Hannah Breckbill at Pride 2019

We’re all here today because we’re ready to celebrate what queer people bring—diversity in gender and sexual expression, creativity, color, the delight and joy of being our true selves. And I’m here today representing Humble Hands Harvest, the queerest farm around! And I want you to understand what that means. Yes, one of our farmers is queer, and we host the Queer Farmer Convergence annually. But being the queerest farm around means more than that.

Queer is sometimes used as a verb. If you ask me, to queer something is to take it away from the dominant culture, from the capitalist, colonialist, white supremacist, ecocidal heteropatriarchy, and to give it, instead, to the realm of beauty, creativity, life, diversity and relationship.

Goodness knows we need a lot more queering.

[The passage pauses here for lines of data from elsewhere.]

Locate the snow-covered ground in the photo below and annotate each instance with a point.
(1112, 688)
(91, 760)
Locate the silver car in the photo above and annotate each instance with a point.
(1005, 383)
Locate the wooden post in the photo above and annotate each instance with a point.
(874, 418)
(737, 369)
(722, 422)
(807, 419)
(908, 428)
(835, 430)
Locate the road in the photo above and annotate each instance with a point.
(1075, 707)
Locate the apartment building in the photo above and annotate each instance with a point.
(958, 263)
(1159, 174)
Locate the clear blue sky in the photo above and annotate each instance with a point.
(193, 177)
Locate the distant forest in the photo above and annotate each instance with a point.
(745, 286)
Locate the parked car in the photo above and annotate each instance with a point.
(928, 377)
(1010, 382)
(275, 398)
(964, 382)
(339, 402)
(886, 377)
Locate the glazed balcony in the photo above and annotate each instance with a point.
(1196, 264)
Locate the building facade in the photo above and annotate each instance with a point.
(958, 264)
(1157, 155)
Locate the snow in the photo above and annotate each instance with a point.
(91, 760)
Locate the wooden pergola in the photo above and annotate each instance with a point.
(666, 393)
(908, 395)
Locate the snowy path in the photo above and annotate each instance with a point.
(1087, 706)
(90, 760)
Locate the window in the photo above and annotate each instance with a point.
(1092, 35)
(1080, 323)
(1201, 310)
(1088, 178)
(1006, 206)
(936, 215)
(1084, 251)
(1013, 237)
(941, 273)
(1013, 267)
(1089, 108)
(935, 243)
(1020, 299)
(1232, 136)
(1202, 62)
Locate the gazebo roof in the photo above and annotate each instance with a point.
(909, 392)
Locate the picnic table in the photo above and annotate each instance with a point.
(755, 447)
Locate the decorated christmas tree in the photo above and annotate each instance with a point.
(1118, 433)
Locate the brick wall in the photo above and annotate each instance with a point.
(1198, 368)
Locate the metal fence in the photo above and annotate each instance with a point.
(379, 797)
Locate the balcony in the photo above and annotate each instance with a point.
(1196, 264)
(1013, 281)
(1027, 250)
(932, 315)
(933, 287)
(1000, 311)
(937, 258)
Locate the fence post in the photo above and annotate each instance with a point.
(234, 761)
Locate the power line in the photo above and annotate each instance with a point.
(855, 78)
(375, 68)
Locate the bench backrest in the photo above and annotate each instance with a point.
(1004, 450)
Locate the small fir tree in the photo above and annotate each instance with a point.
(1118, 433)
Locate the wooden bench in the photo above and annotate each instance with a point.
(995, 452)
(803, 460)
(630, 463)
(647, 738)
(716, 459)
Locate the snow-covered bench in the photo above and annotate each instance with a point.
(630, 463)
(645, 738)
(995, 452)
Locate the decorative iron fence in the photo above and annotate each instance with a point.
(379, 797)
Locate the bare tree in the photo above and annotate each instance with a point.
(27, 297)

One thing I think about, more often than is comfortable, is climate change and the way it threatens every single thing that I care about. And I notice that even though this problem that might destroy us is manifesting in chemical, biological, and physical ways, its cause is SOCIAL. Climate change is caused by the way humans relate to each other and to the world. We can’t solve climate change until we completely re-imagine our economic, social, and ecological values and boldly transform our ways of being.

That’s why we need to queer everything.

Humble Hands Harvest is starting by queering the way we own land—two young women forming a worker-owned co-operative farm is not normative; if we believed the dominant narrative, we wouldn’t be able to exist. We’re also queering the way we think of ourselves as farmers. Instead of the capitalist colonialist ecocidal mindset that says farmers need to produce as much as possible through an extractive system, we at Humble Hands Harvest think that our job is to BUILD the soil, to REGENERATE the ecosystems that interact with our crops, to live simply and gratefully, and to CONNECT people to the land through food. The dollars that we earn growing food for this community are re-invested in the soil, the future of this place.

So today for Pride, I invite you to think about queering more parts of your life. What can you snatch back from the dominant culture and give to pleasure, to uniqueness, to relationship? I’d love to hear what you come up with—stop by Humble Hands Harvest’s stand at farmers market and tell me! We’re the queerest farm around because it’s time to queer everything.